On a damp winter morning last year, I crossed the silty breadth of the Rappahannock River as fishermen in low wooden boats hauled up lines in the gloom. The highway traversed tidal flats and gently lifted into the low clay hills of Virginia's Northern Neck.
I pulled into the little brick town of Warsaw, which was called Richmond Courthouse when Edward lived here and won his freedom in 1672.
The Neck was still wilderness then. The settlers were at war with Indians from the north and stayed mostly to the shoreline of the Rappahannock.
When peace came shortly thereafter, they pushed into the forested interior, clearing the timber to grow tobacco and widening the Indian trails into crude roads. They put the tobacco in casks called "hogsheads" and rolled them with oxen to warehouses along the river. Life was miserable. People starved; disease was rampant. The crops were plagued by drought, tobacco worm and tobacco flies. Most farmers lived in windowless log hovels with dirt floors.
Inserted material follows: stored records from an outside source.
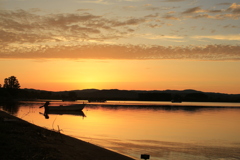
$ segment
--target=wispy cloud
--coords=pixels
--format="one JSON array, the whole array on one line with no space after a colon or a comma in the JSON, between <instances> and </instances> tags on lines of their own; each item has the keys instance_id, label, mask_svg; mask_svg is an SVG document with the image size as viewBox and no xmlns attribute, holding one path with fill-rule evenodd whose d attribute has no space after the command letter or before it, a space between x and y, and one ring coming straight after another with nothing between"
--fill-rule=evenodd
<instances>
[{"instance_id":1,"label":"wispy cloud","mask_svg":"<svg viewBox=\"0 0 240 160\"><path fill-rule=\"evenodd\" d=\"M196 59L240 60L240 46L208 45L164 47L145 45L21 46L0 53L0 58L27 59Z\"/></svg>"},{"instance_id":2,"label":"wispy cloud","mask_svg":"<svg viewBox=\"0 0 240 160\"><path fill-rule=\"evenodd\" d=\"M192 38L240 41L240 34L238 34L238 35L208 35L208 36L201 35L201 36L193 36Z\"/></svg>"},{"instance_id":3,"label":"wispy cloud","mask_svg":"<svg viewBox=\"0 0 240 160\"><path fill-rule=\"evenodd\" d=\"M152 5L142 7L150 7L149 9L154 10ZM0 58L240 60L240 46L238 45L171 47L114 43L119 39L130 38L184 42L187 41L187 36L181 36L179 32L174 34L146 33L149 29L166 26L167 23L164 20L176 21L183 17L238 18L240 16L239 5L236 3L229 5L225 10L213 11L193 7L183 12L166 10L166 14L157 12L146 14L146 16L118 18L85 12L37 14L40 11L38 9L0 10ZM225 25L224 27L237 28L238 26ZM145 31L138 32L139 28ZM192 40L197 41L205 39L239 41L239 37L234 34L190 36Z\"/></svg>"}]
</instances>

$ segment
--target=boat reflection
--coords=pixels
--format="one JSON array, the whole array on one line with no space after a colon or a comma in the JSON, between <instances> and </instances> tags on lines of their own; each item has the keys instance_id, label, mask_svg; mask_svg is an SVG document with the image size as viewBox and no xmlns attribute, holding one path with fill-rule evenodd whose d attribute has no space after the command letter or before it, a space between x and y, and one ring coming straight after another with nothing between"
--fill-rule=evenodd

Edward had been a servant to Col. John Walker, a member of the colony's legislature. When Walker died in 1669, his widow inherited Edward and remarried a powerful Virginian, John Stone.
Edward sued Stone for his freedom. Little is said about the lawsuit in the court record, only that there was an appeals hearing in the high colonial court, that "Divers Witnesses" testified and that the judges concluded "Edward Mozingo a Negro man" had served his term after 28 years of indenture.
Edward and his wife, Margaret, and their two children, Edward and John, grew tobacco and raised livestock as tenant farmers on a creek called Pantico Run.
Where Edward came from before his years of servitude can only be inferred from history.